Up to 75 million tourism-related jobs and half of Europe’s airlines are at immediate risk according to latest analysis of the damage being wreaked on business by the spread of the Covid-19 virus.
Industry representative group the World Travel and Tourism Council (WTTC) said, on average, one million jobs are being lost every day in the tourism sector due to the spread of the pandemic.
Its forecast of 75 million jobs at risk, globally, marks a 50% increase in less than two weeks.
The WTTC said the damage to the tourism sector represents an estimated $2.1 trillion loss for the global economy this year.
While the Asia-Pacific region accounts for nearly 50 million of those jobs – and China, alone, around 26 million - things here are drastic too.
An estimated 150,000 tourism jobs have been lost in Ireland to the virus, with the Irish Tourism Industry Confederation this week warning that figure could rise to 200,000 in the near-term.
Ireland’s largest hotel operator, Dalata – which owns the Clayton and Maldron chains - now expects a 16% year-on-year fall in first quarter revenues.
The group said travel and social restrictions have “severely impacted” its business over the last two weeks and it expects that trend to continue.
Dalata has shelved dividend payments to shareholders and is cutting executive pay. It is also temporarily closing several of its hotels across Ireland and the UK and reducing operating capacity at remaining ones.

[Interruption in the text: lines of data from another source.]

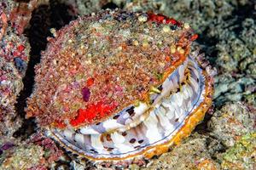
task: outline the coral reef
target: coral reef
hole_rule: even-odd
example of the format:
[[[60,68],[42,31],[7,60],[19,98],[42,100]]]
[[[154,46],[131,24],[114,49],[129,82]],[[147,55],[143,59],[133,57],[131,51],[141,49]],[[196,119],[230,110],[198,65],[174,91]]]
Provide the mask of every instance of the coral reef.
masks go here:
[[[256,133],[241,136],[224,155],[223,169],[253,169],[256,166]]]
[[[129,168],[253,169],[256,166],[253,148],[256,4],[253,0],[2,0],[0,169],[20,169],[22,166],[37,170],[112,168],[108,164],[96,167],[87,161],[81,162],[75,156],[69,157],[70,155],[61,151],[58,145],[41,133],[27,139],[38,129],[32,119],[23,120],[22,116],[34,83],[33,66],[40,60],[46,37],[52,37],[50,28],[60,29],[77,14],[89,14],[116,7],[164,14],[189,23],[199,34],[192,48],[199,46],[218,70],[215,108],[211,109],[214,113],[208,113],[195,133],[179,146],[149,162],[131,164]],[[26,30],[26,27],[29,29]],[[55,34],[55,31],[51,29],[51,32]],[[14,135],[15,138],[12,138],[21,123],[21,128]],[[27,159],[32,154],[35,154],[32,161]],[[16,164],[19,161],[26,165]]]

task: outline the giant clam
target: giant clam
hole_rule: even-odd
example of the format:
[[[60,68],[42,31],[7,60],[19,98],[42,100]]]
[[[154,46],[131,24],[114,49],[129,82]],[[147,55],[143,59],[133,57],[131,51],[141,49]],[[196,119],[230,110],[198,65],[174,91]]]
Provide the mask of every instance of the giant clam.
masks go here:
[[[26,116],[95,162],[150,158],[187,137],[211,106],[212,74],[187,23],[101,11],[49,38]]]

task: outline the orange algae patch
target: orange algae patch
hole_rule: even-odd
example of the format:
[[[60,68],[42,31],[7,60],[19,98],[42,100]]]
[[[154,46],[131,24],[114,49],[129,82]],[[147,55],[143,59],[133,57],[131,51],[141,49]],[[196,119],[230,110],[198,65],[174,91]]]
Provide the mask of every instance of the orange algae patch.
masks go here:
[[[77,128],[137,101],[149,102],[150,88],[160,86],[186,59],[193,31],[161,14],[125,13],[122,20],[122,14],[104,11],[58,31],[37,66],[27,116],[37,116],[43,126],[69,122]],[[95,107],[105,100],[103,114]]]
[[[79,109],[78,116],[70,121],[73,127],[77,127],[84,122],[91,122],[96,117],[102,118],[109,115],[115,108],[115,105],[108,105],[103,102],[98,102],[96,105],[88,105],[86,109]]]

“This is an unprecedented situation and we are working hard to mitigate the implications for our business,” said chief executive Pat McCann.

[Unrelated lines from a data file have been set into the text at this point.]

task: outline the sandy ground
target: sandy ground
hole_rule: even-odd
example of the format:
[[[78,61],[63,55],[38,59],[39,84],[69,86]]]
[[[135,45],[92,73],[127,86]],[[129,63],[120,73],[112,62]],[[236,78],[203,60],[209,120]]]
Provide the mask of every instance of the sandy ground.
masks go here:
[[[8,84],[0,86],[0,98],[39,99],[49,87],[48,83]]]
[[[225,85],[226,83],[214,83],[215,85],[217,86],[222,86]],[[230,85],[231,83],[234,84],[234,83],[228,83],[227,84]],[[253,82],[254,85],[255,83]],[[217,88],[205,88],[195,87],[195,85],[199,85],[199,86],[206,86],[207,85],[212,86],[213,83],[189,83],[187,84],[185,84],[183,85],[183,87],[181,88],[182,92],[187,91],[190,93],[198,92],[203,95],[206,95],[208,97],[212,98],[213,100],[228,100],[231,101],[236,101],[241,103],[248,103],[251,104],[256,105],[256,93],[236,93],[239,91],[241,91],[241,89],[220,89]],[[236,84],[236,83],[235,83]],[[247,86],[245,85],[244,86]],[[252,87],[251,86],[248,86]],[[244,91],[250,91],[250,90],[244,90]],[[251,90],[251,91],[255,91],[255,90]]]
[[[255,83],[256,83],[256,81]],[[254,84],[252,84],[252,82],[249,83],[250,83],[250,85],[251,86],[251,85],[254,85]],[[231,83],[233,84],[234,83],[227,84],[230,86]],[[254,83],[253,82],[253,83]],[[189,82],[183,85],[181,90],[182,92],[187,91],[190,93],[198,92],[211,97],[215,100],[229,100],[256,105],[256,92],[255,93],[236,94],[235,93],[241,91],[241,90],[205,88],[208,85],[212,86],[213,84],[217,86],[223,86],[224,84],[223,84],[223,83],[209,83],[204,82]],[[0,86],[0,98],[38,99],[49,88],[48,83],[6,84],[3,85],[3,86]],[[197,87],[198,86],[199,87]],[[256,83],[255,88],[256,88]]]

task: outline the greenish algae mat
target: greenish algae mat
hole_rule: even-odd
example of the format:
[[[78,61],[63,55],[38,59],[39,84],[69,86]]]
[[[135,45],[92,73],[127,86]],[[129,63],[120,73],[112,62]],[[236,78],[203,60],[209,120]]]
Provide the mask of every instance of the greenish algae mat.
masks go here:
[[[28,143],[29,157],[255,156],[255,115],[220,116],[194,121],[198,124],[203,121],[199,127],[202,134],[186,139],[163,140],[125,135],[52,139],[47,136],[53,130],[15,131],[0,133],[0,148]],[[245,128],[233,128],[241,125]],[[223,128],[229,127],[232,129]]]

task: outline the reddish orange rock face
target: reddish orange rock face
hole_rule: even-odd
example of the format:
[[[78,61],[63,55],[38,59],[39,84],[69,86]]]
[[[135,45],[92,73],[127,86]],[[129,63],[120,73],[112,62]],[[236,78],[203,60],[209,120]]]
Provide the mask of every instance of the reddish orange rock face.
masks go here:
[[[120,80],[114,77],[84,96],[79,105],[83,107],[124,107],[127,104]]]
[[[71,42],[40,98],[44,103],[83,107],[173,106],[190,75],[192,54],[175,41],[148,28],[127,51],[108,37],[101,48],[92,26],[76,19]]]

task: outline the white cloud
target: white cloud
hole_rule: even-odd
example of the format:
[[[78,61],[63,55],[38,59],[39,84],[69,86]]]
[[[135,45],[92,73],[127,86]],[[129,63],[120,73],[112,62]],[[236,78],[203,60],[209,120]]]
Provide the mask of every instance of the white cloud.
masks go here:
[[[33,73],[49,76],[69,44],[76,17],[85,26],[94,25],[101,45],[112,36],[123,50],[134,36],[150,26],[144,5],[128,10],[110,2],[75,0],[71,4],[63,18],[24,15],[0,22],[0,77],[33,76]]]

“Our primary focus is on protecting our people, protecting our business and protecting our cash,” he said.
Meanwhile, Davy aviation analyst Stephen Furlong has estimated that half of Europe’s 120 or so airlines could cease to exist – either by being bought, going bust, or being broken up - after the virus runs its course.
He said Aer Lingus owner IAG and Ryanair look the most secure, but all the strong European airlines should recover.
However, all will suffer some level of pain through further fixed cost reductions while long haul routes may recover more slowly than short haul.
“We continue to believe that the European market will follow the US model of consolidation. The current crisis will hasten this,” Mr Furlong said.